Lorsque je réfléchis à l'impact des systèmes d'IA sur le marché du travail et l'économie dans les prochaines années, je m'attends à voir un modèle similaire émerger. Les systèmes d'agents libéreront d'innombrables unités d'intelligence sur les problèmes non résolus du monde, mais ils ne pourront pas le faire sans un fort guidage et un soutien humain. Les humains guideront l'espace de recherche et aideront à poser les bonnes questions, permettant à l'IA de travailler vers les réponses.
L'hypothèse de travail actuelle est que les agents agiront au nom des humains. Bien que cela soit pratique et inévitable, des déverrouillages économiques plus intéressants se produiront lorsque les humains travailleront pour les agents.
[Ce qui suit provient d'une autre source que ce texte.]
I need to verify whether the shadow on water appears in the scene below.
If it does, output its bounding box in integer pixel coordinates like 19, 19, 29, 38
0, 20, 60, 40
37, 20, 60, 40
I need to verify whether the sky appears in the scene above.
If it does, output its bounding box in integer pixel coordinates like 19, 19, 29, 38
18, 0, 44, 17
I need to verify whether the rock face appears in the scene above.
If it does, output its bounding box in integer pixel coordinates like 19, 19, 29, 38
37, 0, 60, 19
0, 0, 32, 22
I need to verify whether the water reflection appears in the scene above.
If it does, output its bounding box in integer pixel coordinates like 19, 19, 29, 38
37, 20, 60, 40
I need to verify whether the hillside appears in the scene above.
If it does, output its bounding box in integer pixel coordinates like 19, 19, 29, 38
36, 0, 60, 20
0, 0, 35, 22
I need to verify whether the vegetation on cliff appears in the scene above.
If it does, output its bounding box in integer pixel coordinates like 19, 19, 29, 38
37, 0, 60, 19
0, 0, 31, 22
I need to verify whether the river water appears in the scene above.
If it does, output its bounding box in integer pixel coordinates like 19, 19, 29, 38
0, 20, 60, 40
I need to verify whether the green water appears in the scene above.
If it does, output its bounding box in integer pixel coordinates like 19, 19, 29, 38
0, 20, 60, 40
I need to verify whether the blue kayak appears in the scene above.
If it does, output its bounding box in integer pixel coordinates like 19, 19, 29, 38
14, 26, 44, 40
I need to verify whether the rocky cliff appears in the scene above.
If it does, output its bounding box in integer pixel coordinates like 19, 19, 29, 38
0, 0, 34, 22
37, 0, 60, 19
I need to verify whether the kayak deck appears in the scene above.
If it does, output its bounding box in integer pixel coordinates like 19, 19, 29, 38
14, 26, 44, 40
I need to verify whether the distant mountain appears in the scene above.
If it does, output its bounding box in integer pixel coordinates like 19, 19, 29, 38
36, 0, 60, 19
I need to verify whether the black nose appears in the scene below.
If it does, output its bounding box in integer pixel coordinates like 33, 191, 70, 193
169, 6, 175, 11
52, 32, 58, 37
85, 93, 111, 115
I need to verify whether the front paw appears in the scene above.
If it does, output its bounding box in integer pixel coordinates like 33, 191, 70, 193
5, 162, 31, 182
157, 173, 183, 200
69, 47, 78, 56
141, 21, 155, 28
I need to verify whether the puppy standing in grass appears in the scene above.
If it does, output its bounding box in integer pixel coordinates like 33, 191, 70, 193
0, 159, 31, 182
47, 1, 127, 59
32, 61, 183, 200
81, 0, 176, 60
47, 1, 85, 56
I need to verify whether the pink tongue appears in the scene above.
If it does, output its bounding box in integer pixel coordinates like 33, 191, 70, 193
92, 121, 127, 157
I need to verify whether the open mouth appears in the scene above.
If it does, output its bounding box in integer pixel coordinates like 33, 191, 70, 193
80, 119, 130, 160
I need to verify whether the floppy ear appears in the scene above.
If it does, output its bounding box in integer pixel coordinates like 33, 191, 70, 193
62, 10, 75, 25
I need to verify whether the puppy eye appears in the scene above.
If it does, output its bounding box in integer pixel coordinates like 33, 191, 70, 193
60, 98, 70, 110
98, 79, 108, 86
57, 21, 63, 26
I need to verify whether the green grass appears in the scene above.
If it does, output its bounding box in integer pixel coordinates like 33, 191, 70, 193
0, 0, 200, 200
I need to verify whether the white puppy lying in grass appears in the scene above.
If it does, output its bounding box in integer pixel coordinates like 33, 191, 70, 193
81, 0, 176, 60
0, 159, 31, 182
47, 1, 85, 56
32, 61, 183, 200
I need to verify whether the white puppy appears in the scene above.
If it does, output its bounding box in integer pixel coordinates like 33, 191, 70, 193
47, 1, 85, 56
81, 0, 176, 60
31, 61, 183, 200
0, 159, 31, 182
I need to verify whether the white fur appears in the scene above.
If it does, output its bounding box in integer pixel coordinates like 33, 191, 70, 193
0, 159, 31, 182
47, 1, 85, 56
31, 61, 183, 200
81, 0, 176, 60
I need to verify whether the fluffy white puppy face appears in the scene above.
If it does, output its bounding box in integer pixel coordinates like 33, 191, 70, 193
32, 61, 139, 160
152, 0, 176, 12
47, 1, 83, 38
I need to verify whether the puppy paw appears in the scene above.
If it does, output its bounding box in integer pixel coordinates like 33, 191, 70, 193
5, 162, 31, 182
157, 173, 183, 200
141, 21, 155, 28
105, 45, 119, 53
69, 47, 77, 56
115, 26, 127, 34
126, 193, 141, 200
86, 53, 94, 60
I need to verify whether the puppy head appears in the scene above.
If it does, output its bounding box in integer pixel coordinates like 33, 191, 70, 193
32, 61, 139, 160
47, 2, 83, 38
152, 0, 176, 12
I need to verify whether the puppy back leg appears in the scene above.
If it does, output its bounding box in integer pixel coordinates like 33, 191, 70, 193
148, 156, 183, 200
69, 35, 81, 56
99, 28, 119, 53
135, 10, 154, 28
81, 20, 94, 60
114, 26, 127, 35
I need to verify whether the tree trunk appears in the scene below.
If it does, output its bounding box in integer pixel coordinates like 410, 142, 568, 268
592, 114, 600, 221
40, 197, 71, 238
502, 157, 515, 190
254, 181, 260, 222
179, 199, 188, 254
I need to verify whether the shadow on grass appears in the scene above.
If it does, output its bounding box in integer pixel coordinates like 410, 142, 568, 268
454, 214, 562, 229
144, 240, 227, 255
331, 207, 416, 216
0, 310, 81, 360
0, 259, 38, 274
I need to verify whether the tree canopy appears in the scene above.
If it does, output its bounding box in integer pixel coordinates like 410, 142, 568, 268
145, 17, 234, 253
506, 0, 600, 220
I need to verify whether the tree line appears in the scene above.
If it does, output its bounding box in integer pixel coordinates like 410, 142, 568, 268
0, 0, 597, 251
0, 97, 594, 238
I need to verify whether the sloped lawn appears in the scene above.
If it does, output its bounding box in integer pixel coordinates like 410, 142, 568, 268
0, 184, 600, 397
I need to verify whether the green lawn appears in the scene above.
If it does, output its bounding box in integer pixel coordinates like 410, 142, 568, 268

Dans les 24 prochains mois, je m'attends à voir la première entreprise zéro employé (Zero-Employee Company), un concept que mon partenaire Kyle a proposé dans sa section « Idées de pointe pour 2025 ». Plus précisément, je m'attends à ce qui suit :
- Un agent gouverné par des jetons lèvera plus de 10 milliards de dollars pour résoudre un problème non résolu (comme guérir une maladie rare, ou fabriquer des nanofibres pour des applications de défense).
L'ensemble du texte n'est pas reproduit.